- DVD cover
- Directed by: Leigh Scott
- Written by: Leigh Scott
- Screenplay by: Jeshua De Horta
- Produced by: Jeshua De Horta David Michael Latt
- Starring: Griff Furst Sarah Hall Jeff Denton Shaley Scott Jessica Bork Sarah Lieving
- Cinematography: Steven Parker
- Edited by: Leigh Scott Kristen Quintrall
- Music by: Chris Ridenhour
- Production company: The Asylum
- Distributed by: The Asylum
- Release date: March 5, 2007 (United States);
- Running time: 86 minutes
- Country: United States
- Language: English
- Budget: $500,000 (estimated)

= The Hitchhiker (film) =

2007 thriller film directed by Leigh Scott

The Hitchhiker is a 2007 American thriller film written and directed by Leigh Scott, and co-written by Jeshua De Horta.

==Plot==
While travelling through Utah, Jack Carter picks up a hitchhiker, but kicks him out after a few minutes due to the man hitting on him. Hours later, Jack stops in a secluded area, and begins digging a grave for the woman he had bound and gagged in the back of his pickup truck.

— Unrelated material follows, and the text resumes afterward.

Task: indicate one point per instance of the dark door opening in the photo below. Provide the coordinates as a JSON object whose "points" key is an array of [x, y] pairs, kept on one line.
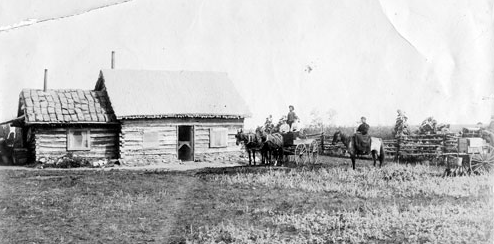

Four women (Melinda, Patty, Kristina, and Denise) from Colorado Springs are driving through the area on their way to a nurse's conference in Las Vegas. Spotting Jack hitchhiking, the quartet pick him up, and soon after experience car trouble, forcing them to stop at a roadside motel. The manager tells the group that the nearest service station does not open until the morning, so they elect to stay. During the night, Jack shows interest in Melinda, and has rough sex with Kristina, who has a fiancé.

In the morning, the mechanic arrives, and is shot to death by Jack after the two travel to Jack's abandoned truck. Jack returns to the motel, where he murders the manager and takes the women captive after drugging them. Jack gives a misogynistic speech, and implies he is doing this due to having been "betrayed" by his girlfriend or wife. While sexually assaulting Denise and Melinda, Jack is knocked out by the latter, who tries to escape with her friends. The vehicles will either not work, or are missing their keys, so the women decide to kill Jack, who awakens while being attacked, and fatally shoots Kristina. The others are recaptured, and while Jack is binding Melinda (who he has developed a fondness for, and regards as "special") a married couple arrives, looking for a room.

After giving the couple a room, Jack kills the husband when he goes to investigate noises coming from the room Melinda and the others are in. Jack places the man's wife, Susan, with the other captives, and shoots Patty in the head after Denise goes on an insult-laden rant against him. As Jack sleeps, Susan uses her cellphone to repeatedly dial 911, prompting a pair of police officers to stop by in the morning. Jack gets into a shootout with the officers, who he kills while Melinda, Denise, and Susan drive off in their patrol car. A chase ensues, during which Susan is shot in the head, and Jack is run over.

Weeks later, Denise visits Melinda, and it is revealed that Jack had survived, and is being tried in Wyoming, where he murdered at least two women. That night, Jack, who had escaped from custody and hitchhiked his way to Colorado, breaks into Melinda's home, and ties her husband to a chair. Jack declares his love for Melinda, who responds by rejecting him, shooting him in the stomach, and then in the face.

==Cast==
- Jeff Denton as Jack Carter
- Sarah Lieving as Melinda Mann
- Shaley Scott as Denise
- Sarah Hall as Patty
- Jessica Bork as Kristina
- Alexandra Boylan as Jennifer
- Griff Furst as Paul Mann
- James Ferris as Steve
- Dane Hanson as Felix
- David Shick as Officer Jenkins
- Michael Tower as Officer Ferrati
- Leigh Scott as Doug
- Dean Arevalo as Cliff
- Erica Roby as Lindsey

==Reception==

Arrow in the Head gave The Hitchhiker a two and half out of four, describing it as "a perfectly decent little flick" and going on to say that "For a direct-to-DVD knock-off, it's always watchable and mostly engaging. You could do worse than dropping a few bucks down for this, but don't expect to be too surprised or scared by the assembly line plot". Beyond Hollywood said it was "not altogether bad" and that it moves well enough, "with plenty of gratuitous sex, violence, and exploitative moments" to warrant a viewing for those interested in the genre.

Felix Vasquez Jr. of Film Threat panned the movie, writing that the movie was "definite proof that all Leigh Scott had to do to ensure he'd inflict a cruel revenge on me was to make another movie".